Did y’all catch that surge in volatility after the U.K. jobs report came out? If not, worry not, because we still have another potential market-mover lined up, and I even made y’all another handy-dandy Forex Trading Guide for it.
This time, I’ve got one for the upcoming retail sales report that’s scheduled to come out on September 17 at around 8:30 am GMT. Make sure to mark your forex calendars for this event, alright?
What’s this report all about?
The Office for National Statistics (ONS) releases a monthly report which presents the seasonally-adjusted estimates for the sales volume and sales value at the retail level. Forex traders care about this report because retail sales data acts as the prime indicator for gauging the level of consumer spending (a.k.a. household consumer expenditure) in an economy. And consumer spending, in turn, is the backbone of the British economy since it tends to remain steady while other components tend to fluctuate, as can be seen on the chart below (it’s the black bar).
What happened last time?
In my previous Forex Trading Guide for the U.K. retail sales report, I mentioned that I wasn’t very sure if the actual readings will meet the market’s expectations. And as it turned out, I was right since the July retail sales report showed that the headline reading for sales volume only increased by 0.1% month-on-month (+0.4% expected, -0.1% previous) and 4.2% on an annualized basis (+4.4% expected, +4.2% previous) due to lower sales volume from predominantly food stores, textile, clothing and footwear stores, and petrol stations.
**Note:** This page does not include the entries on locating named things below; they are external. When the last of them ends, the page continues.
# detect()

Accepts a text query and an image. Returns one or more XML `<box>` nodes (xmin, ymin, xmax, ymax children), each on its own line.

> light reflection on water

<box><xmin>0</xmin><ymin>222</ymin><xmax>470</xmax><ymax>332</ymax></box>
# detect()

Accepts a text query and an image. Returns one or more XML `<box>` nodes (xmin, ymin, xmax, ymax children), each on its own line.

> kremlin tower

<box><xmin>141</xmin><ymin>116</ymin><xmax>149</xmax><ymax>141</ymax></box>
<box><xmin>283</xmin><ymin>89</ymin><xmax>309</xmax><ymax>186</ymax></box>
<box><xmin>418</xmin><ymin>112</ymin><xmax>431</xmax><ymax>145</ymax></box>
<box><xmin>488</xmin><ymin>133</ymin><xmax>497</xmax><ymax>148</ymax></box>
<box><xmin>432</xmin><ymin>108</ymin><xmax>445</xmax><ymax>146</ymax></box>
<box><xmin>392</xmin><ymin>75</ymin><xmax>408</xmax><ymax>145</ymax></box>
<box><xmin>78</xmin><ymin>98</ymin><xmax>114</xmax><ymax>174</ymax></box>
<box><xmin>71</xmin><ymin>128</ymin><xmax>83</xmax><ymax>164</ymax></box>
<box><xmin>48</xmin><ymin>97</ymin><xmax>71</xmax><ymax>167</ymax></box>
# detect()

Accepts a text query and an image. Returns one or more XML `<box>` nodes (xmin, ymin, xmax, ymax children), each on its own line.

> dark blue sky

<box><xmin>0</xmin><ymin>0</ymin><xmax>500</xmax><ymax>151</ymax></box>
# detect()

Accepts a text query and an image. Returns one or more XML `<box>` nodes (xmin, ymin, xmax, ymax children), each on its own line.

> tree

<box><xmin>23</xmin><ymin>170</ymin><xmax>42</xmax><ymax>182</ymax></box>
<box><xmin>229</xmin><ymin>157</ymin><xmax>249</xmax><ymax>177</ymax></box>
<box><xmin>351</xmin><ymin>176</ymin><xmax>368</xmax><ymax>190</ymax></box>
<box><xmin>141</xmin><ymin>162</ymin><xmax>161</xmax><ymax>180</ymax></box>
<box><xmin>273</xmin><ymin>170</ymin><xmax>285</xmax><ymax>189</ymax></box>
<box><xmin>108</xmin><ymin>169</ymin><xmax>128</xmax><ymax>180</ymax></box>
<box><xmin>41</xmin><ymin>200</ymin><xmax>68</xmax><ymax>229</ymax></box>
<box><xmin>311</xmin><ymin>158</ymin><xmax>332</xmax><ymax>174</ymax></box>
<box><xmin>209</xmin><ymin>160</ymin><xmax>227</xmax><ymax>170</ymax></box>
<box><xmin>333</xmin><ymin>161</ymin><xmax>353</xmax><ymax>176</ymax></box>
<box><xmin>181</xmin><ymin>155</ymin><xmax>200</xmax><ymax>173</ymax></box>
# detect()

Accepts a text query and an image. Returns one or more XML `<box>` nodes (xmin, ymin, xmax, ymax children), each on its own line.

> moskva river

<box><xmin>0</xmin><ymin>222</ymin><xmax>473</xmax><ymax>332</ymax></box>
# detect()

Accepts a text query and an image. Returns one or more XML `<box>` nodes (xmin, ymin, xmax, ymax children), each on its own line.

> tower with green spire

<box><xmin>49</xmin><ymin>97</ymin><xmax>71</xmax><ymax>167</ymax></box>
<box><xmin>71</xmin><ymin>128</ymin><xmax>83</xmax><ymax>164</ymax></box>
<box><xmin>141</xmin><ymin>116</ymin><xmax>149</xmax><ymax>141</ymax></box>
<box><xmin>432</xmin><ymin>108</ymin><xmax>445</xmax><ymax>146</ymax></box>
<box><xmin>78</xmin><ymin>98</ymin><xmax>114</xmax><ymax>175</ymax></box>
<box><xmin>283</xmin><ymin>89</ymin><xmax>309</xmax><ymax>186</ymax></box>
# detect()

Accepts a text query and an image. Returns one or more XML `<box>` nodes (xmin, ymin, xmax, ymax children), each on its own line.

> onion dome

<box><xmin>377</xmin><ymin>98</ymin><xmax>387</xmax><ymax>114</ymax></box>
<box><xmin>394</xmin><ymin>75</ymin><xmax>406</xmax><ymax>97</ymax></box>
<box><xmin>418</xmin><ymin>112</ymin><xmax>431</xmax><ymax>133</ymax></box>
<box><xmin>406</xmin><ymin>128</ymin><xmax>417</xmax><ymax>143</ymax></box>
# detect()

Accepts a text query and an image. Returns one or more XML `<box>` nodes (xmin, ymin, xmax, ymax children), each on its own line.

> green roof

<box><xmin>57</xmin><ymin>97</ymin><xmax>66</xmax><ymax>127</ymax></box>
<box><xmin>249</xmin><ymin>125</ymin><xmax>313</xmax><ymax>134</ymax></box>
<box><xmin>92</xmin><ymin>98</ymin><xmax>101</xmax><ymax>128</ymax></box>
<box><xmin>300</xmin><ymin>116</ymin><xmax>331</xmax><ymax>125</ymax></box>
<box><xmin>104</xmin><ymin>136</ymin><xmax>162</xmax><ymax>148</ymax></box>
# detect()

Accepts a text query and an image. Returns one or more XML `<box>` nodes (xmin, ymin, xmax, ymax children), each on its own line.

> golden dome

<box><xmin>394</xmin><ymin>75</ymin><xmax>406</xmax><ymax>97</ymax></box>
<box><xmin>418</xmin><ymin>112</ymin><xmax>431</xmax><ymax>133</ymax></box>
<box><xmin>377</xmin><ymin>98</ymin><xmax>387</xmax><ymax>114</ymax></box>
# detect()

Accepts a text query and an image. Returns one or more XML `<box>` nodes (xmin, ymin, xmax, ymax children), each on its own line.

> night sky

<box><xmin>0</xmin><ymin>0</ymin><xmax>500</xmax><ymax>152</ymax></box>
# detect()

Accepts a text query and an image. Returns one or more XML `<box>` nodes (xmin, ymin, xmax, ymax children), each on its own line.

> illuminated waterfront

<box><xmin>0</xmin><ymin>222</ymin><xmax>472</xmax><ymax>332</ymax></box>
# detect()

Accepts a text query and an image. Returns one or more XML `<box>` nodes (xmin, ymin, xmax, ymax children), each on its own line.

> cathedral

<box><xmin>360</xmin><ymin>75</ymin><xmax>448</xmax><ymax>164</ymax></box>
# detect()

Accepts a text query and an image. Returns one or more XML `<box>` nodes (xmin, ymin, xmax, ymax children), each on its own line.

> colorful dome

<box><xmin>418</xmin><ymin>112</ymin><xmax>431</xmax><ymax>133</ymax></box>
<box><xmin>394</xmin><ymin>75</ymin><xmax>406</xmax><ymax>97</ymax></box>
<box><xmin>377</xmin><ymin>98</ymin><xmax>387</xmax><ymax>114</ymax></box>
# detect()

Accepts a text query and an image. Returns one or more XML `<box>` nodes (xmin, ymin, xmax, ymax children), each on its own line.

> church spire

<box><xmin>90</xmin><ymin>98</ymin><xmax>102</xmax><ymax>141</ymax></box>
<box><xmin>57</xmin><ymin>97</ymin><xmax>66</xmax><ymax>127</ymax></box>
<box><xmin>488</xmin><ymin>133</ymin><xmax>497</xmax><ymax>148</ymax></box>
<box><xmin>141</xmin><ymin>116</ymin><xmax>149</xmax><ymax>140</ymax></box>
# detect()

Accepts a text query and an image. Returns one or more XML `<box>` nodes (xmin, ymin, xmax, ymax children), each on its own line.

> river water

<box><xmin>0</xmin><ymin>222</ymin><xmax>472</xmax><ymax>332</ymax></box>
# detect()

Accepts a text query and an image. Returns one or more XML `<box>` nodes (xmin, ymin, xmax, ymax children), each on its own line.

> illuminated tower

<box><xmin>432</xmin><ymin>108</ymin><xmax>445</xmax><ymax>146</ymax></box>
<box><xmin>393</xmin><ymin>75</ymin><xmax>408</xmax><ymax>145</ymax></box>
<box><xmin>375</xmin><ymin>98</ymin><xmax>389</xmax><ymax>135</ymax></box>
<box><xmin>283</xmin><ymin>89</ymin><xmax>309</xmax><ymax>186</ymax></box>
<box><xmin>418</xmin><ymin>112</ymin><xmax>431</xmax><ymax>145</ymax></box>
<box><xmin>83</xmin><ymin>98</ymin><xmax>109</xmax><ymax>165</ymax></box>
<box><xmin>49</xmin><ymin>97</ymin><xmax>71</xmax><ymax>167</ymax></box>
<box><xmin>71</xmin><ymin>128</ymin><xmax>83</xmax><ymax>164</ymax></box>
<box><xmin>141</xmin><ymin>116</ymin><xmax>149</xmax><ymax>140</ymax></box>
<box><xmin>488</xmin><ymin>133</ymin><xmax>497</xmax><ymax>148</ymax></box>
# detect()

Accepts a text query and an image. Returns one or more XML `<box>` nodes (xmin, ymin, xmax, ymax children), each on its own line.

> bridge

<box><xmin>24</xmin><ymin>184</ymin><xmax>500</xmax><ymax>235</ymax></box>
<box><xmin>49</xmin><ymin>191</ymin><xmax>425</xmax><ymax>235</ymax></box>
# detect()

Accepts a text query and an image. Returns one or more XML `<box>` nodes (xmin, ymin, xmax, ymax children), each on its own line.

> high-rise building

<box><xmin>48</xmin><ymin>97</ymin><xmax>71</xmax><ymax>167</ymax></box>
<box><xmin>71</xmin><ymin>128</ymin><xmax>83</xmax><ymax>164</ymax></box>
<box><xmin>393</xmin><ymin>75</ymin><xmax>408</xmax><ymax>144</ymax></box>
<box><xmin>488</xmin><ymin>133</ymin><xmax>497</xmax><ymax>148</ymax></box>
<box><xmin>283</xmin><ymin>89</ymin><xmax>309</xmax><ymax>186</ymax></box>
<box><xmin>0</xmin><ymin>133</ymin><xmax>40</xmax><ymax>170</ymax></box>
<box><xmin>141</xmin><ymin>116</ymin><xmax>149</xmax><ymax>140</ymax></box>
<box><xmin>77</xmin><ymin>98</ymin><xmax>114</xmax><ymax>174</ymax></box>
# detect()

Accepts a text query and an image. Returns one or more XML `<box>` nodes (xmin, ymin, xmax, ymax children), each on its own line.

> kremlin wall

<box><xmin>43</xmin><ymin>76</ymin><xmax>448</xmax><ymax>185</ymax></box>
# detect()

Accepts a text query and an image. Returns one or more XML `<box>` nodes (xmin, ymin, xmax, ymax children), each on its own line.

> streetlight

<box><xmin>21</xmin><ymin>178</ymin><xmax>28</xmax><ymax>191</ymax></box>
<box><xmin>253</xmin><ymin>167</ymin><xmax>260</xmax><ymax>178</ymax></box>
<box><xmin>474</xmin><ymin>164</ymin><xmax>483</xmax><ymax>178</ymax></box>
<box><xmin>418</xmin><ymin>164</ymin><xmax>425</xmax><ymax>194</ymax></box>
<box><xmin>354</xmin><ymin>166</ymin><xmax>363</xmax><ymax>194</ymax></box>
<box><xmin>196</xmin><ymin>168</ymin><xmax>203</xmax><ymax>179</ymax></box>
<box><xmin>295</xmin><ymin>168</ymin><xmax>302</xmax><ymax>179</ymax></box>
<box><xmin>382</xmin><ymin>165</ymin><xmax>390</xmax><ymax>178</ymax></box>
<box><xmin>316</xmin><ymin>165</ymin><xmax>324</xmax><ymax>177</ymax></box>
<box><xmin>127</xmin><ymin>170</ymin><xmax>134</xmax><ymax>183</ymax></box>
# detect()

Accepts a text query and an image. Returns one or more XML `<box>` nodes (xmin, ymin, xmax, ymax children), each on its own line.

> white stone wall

Overall, the readings were actually mixed, though, since the core reading printed a 0.4% monthly increase as expected (-0.3% previous), and the yearly reading was within expectations as well, with a 4.3% increase (4.1% previous). In addition, the total retail sales value in July 2015 increased by 1.0% when compared with July 2014, but the month-on-month reading saw a 0.2% decrease.
What is expected this time?
For the upcoming retail sales report, the consensus among most economists and forex traders is that the headline reading for sales volume will advance by 0.2% month-on-month (+0.1% previous) and 3.8% year-on-year (+4.2% previous). The core reading, meanwhile, is expected to only show a 0.1% monthly increase (+0.4% previous), but it’s still expected to show a respectable 3.8% annualized increase (+4.3% previous).
Looking at related economic indicators, an increase seems to be the most likely direction, at least for the headline reading, since the GFK consumer confidence index climbed back to 7.0 points in August (4.0 previous), which indicates improving consumer confidence and potentially higher levels of consumer spending.
The retail price index (RPI) for August also printed a better-than-expected 1.1% increase (+0.9% expected, +1.0% previous), which hints at potentially higher levels of consumer demand.
The British Retail Consortium’s (BRC) retail sales monitor for August reported a 1.0% year-on-year decrease (+1.3% previous), though, but the reading is not seasonally-adjusted and the decline was due to the Bank Holiday falling on a September reporting period, which means that back-to-school related purchases that normally fell on August went to September instead.
Oh, for the forex newbies out there, the BRC represents around 80% of retail trade in terms of turnover, which makes it one of the biggest trade associations in the U.K. and gives its reports some weight. Some of its more famous members include Mcdonald’s, Burger King, Gap, and Starbucks.
How might the pound react?
The readings were mixed the last time around, but most forex traders probably had their sights on the monthly headline readings since their knee-jerk reaction was to dump the pound due to the less-than-expected results.
Forex traders then had a change of heart after they digested the fact that the current readings were still showing an improvement when compared to the previous readings, and besides, the long-term trend is still up since the year-on-year estimates have been growing for 28 consecutive months already.
After that, follow-through action was dictated by market sentiment, and risk aversion was the name of the game at the time due to the market’s disappointment with the FOMC meeting minutes and the crumbling Chinese stock market, which later evolved (or devolved) into the August 24 global market meltdown. As a result, the pound gained some ground against the Greenback and the high-yielding comdolls while getting a beat-down from the safe-haven currencies such as the yen and the Swissy.
For the upcoming report, just keep in mind that forex traders usually have an initial knee-jerk reaction to the actual readings depending on the market’s expectations, so actual readings that beat expectations generally cause the pound to rally while actual readings that fail to meet expectations usually cause a sell-off.
As for the follow-through action, that usually depends on the prevailing market sentiment. The Fed will be announcing a rate hike (or not) on the same day, though, so perhaps forex traders would be avoiding GBP/USD ahead of that event, but the other pound pairs should be okay.